# Chipmunk on a Stump



## myfotoguy (Mar 25, 2010)

This guy never stuck around for long. I would have liked to get a better angle for the second one. I kind of enjoy watching them scurry around, it's entertaining.


----------



## rjackjames (Mar 25, 2010)

awesome capture..... great timing also


----------



## Allizdog89 (Mar 25, 2010)

Clean.


----------



## myfotoguy (Mar 25, 2010)

Thanks, I forgot to mention they were cropped quite a bit. I didn't want to get too close, I figured he would run off any second (he did). He seemed to be keeping an eye on me.


----------



## icassell (Mar 25, 2010)

The second (including the crop) is wonderful.


----------



## pbelarge (Mar 25, 2010)

Ian
I have tried to capture chipmunks for the last several months. A total of 0 keepers. So I know how hard this is to capture.
Nice shots

Would you mind telling us the details, what camera, what settings, what lens?


----------



## Shocknawe (Mar 25, 2010)

great capture on the second photo, 1st one is good too you just caught a good moment on the second.


----------



## myfotoguy (Mar 25, 2010)

pbelarge said:


> Ian
> I have tried to capture chipmunks for the last several months. A total of 0 keepers. So I know how hard this is to capture.
> Nice shots
> 
> Would you mind telling us the details, what camera, what settings, what lens?



Thanks! 
I mean to include those details, but always seem to forget.

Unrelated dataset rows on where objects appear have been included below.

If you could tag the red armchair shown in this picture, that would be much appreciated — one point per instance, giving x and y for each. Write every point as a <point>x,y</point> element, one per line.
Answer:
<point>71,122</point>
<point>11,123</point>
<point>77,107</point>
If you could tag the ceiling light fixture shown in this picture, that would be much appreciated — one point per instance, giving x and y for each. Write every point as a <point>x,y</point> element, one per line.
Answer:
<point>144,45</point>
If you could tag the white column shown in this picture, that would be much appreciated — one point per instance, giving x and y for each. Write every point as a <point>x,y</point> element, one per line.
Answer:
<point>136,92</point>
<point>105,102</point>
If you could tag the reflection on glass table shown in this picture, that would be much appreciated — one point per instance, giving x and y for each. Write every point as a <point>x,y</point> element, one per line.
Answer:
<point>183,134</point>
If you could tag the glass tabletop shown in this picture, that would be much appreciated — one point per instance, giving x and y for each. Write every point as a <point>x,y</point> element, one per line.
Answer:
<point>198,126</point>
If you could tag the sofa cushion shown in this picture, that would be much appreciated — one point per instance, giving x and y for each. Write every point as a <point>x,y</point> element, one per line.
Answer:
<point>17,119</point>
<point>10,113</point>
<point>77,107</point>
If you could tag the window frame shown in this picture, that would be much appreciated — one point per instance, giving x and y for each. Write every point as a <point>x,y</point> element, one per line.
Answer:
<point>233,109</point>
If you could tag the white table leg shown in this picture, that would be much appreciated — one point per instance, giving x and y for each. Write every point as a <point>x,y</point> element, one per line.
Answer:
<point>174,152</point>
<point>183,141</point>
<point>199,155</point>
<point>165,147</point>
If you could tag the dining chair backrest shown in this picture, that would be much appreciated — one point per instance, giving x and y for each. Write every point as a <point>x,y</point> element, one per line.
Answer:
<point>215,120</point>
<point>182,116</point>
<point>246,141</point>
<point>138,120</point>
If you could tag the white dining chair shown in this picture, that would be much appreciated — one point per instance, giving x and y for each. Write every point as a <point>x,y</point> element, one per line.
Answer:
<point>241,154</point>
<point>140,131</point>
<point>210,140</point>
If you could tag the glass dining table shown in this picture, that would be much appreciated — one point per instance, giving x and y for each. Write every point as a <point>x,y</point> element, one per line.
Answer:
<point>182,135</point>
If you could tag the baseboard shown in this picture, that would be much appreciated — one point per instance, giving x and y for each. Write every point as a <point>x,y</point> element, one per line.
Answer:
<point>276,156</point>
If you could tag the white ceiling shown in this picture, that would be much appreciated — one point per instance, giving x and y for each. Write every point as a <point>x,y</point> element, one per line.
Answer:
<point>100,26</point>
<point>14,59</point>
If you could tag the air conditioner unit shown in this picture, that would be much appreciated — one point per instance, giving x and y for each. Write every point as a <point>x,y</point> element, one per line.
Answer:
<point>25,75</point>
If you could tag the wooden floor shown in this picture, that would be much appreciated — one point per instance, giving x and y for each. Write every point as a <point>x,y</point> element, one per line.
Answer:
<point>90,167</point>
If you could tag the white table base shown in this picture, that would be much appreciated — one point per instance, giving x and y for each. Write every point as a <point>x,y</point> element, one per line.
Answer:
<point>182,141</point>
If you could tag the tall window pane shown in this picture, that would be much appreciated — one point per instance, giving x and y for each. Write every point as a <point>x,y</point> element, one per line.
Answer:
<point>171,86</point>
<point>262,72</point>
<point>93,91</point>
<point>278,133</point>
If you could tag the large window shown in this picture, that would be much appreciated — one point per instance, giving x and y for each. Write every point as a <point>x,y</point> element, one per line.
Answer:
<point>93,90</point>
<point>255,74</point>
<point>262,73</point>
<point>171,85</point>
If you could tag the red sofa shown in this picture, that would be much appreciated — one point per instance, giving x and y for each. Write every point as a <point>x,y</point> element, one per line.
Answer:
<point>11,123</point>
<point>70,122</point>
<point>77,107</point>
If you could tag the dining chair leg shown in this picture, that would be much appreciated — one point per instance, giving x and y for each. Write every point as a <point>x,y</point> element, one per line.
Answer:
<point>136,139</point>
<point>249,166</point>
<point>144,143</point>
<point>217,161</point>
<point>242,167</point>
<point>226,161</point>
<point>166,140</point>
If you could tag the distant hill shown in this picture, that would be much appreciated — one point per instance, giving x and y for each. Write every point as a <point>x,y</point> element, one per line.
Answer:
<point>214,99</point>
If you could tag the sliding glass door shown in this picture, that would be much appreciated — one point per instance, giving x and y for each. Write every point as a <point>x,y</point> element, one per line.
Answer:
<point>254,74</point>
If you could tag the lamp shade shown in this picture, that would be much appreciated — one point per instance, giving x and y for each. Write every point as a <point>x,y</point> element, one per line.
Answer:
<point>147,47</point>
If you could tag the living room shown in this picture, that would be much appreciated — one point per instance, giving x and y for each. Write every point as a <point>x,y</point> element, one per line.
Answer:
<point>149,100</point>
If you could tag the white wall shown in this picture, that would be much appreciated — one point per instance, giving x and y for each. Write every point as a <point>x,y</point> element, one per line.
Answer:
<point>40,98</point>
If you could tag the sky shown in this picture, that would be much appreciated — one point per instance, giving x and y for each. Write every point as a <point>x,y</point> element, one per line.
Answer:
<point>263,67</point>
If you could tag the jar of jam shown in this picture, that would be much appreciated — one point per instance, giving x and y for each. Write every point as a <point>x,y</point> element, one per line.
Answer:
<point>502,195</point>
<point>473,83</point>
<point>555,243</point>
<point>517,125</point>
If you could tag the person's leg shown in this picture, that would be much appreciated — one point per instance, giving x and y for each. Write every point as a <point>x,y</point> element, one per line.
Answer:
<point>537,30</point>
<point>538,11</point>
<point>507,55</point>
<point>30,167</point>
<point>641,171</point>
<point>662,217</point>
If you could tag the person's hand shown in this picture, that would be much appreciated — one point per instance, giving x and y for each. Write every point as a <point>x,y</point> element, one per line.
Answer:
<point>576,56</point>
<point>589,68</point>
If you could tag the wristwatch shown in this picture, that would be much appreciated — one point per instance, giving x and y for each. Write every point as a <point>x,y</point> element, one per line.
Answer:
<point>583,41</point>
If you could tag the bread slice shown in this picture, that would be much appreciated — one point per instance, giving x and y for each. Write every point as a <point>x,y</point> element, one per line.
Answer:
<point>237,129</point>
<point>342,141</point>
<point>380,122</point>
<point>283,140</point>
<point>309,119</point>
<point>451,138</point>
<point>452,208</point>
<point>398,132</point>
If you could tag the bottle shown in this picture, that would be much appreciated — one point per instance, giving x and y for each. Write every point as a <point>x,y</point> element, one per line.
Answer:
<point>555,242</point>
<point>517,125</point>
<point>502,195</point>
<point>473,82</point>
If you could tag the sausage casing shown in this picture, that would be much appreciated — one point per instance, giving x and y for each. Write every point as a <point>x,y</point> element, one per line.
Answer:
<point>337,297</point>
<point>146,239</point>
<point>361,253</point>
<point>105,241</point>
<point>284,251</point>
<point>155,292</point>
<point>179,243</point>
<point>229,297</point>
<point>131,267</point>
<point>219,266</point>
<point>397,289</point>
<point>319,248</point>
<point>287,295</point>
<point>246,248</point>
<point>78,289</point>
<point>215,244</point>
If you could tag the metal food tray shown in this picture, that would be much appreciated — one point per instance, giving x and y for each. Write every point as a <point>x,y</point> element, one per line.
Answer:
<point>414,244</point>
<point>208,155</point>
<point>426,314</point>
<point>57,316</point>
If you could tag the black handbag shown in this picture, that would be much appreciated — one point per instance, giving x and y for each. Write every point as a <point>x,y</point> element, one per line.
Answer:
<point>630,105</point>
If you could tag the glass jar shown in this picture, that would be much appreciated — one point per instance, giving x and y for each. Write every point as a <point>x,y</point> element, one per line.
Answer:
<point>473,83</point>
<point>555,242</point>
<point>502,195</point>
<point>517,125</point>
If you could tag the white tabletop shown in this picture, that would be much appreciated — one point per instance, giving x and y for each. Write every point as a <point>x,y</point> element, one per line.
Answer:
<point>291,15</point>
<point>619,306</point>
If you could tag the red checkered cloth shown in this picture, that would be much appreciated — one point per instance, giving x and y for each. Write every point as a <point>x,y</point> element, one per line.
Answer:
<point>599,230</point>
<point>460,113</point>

Nikon D300, 70-200 2.8, 200mm, 1/1000 @ f/4, ISO 200, Aperture Priority, Matrix Metering, Picture Control: Landscape

(The first image was 1/400 @ f/3.5)


----------



## jimkerosh (Mar 26, 2010)

I love your Wildlife photos. They're truly eye-catching! Wonderful images captured in all Wildlife photos. My favourite is last one , It's better than first, like chipmunk is in joy mood, I enjoyed your photos a lot and I do prefer the Wildlife. You have a strong feel for contrast. I like your style, keep up the great work!!


----------



## Chris of Arabia (Mar 26, 2010)

2nd image nominated for this months PotM


----------



## lvcrtrs (Mar 26, 2010)

Tim, 2 is really cute and has great eye contact.


----------



## cnutco (Mar 26, 2010)

Very nice!  Wildlife is tough with a 200mm.


----------



## myfotoguy (Mar 26, 2010)

Chris of Arabia said:


> 2nd image nominated for this months PotM



Wow, thanks!

Thanks everyone, I am so pleased this is getting such good response. I almost didn't post it.


----------



## carlos91 (Mar 27, 2010)

wow great photos 
camera info please if you dont mind =D


----------



## myfotoguy (Mar 27, 2010)

carlos91 said:


> wow great photos
> camera info please if you dont mind =D


 
Thanks, Carlos  

See post #8 above for camera info. If you want more details let me know.


----------



## dcoffee (Apr 4, 2010)

Wow, lovely chipmunk pic.. Very sharp and nice moment...


----------